By Karen Green / 03/16/2023

Zamaria Kinsey of Sunbury, North Carolina, was selected as a national spokesperson for Tech Changemakers, a 4H youth program, for her outstanding community impact.

EAST GREENSBORO, N.C. (March 16, 2023) – As a high school student in rural Sunbury, North Carolina, Zamaria Kinsey has firsthand experience with the digital divide. A sophomore at Gates County High School, inconsistent internet access at school and home requires her to use a “hotspot” for internet connectivity on an almost daily basis.

Zamaria Kinsey stands to help two women at a computerKinsey is doing her best to conquer that digital divide, however, not just for herself but for others in her community. She joined the 4-H Tech Changemakers program at North Carolina Agricultural and Technical State University in 2022 and, earlier this year, the National 4-H Council named her one of three 2023 National Teen Ambassadors for the program.

“Zamaria’s limitless compassion and remarkable spark make her an outstanding 2023 4-H Tech Changemakers National Ambassador,” said Kyra Faith Wharton, director of the Tech Changemakers National Ambassador program with the National 4-H Council. “In just a few months, she has demonstrated profound leadership in this role, creating and delivering tailored learning opportunities to program leaders and partners from all around the country.”

The 4-H Tech Changemakers program trains and equips teens to use their tech savvy to teach adults how to use and leverage digital resources to find employment, including online job seeking, marketing themselves on social media, software use, and more. The $5.75 million investment from coalition partners Verizon, Tractor Supply Co. and Microsoft will allow 4-H teens to bring vital digital skills to more than 35,000 adults across more than 15 states, with a focus on rural regions and communities of color.

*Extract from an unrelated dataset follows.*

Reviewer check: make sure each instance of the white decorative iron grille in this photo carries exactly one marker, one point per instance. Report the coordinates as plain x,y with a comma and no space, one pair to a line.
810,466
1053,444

In North Carolina, Tech Changemakers have worked with 1,512 adults in Forsyth, Gates, Hertford, Mecklenburg, Scotland, Vance and Wilson counties during the program’s first year. Many of the adult participants were African Americans who had limited experience with broadband and related technologies. Some were teachers who wanted to learn online gaming and other technologies to engage their students.

“We are tackling the digital divide using a teens-as-teachers approach,” said Misty Blue-Terry, Ph.D., 4-H STEM specialist with Cooperative Extension at N.C. A&T who manages the program across North Carolina and the 1890s university system. “Most teens realize that broadband access and technological literacy are essential in today’s world and that access to broadband is not equal across the state. We help them sharpen their knowledge and share it with others so they can help their communities prosper.”

As a teen ambassador, Kinsey serves as a spokesperson for the program and meets regularly with her peers and 4-H leadership to discuss strategies for addressing the digital divide and creating economic opportunity in communities.

“The 4-H Tech Changemakers program came at a perfect time for me. I had noticed a gap in basic computer literacy skills in my community,” said Kinsey. “When I first started leading workshops earlier this year, people of all ages were new to the basic functions of a computer or how to navigate the internet. The program has helped me set my community up for success as they continue to learn new skills.”

Unequal access to high-speed internet has sometimes made it difficult for Kinsey to access training calls and virtual meetings, but if anything, those challenges have made her even more determined to help her community, according to Wharton.

“Among her many achievements, what impresses me most – and even moves me – about Zamaria is her innate drive to rise above challenges and exceed expectations,” Wharton said. “She has led several trainings and participated in others.”

With the support of national 4-H’s nationwide network of Cooperative Extension programs, 19 land-grant universities – nine of which are historically Black colleges and universities – are preparing 4-H teen leaders to teach critical digital skills to adults in their communities through 4-H Tech Changemakers.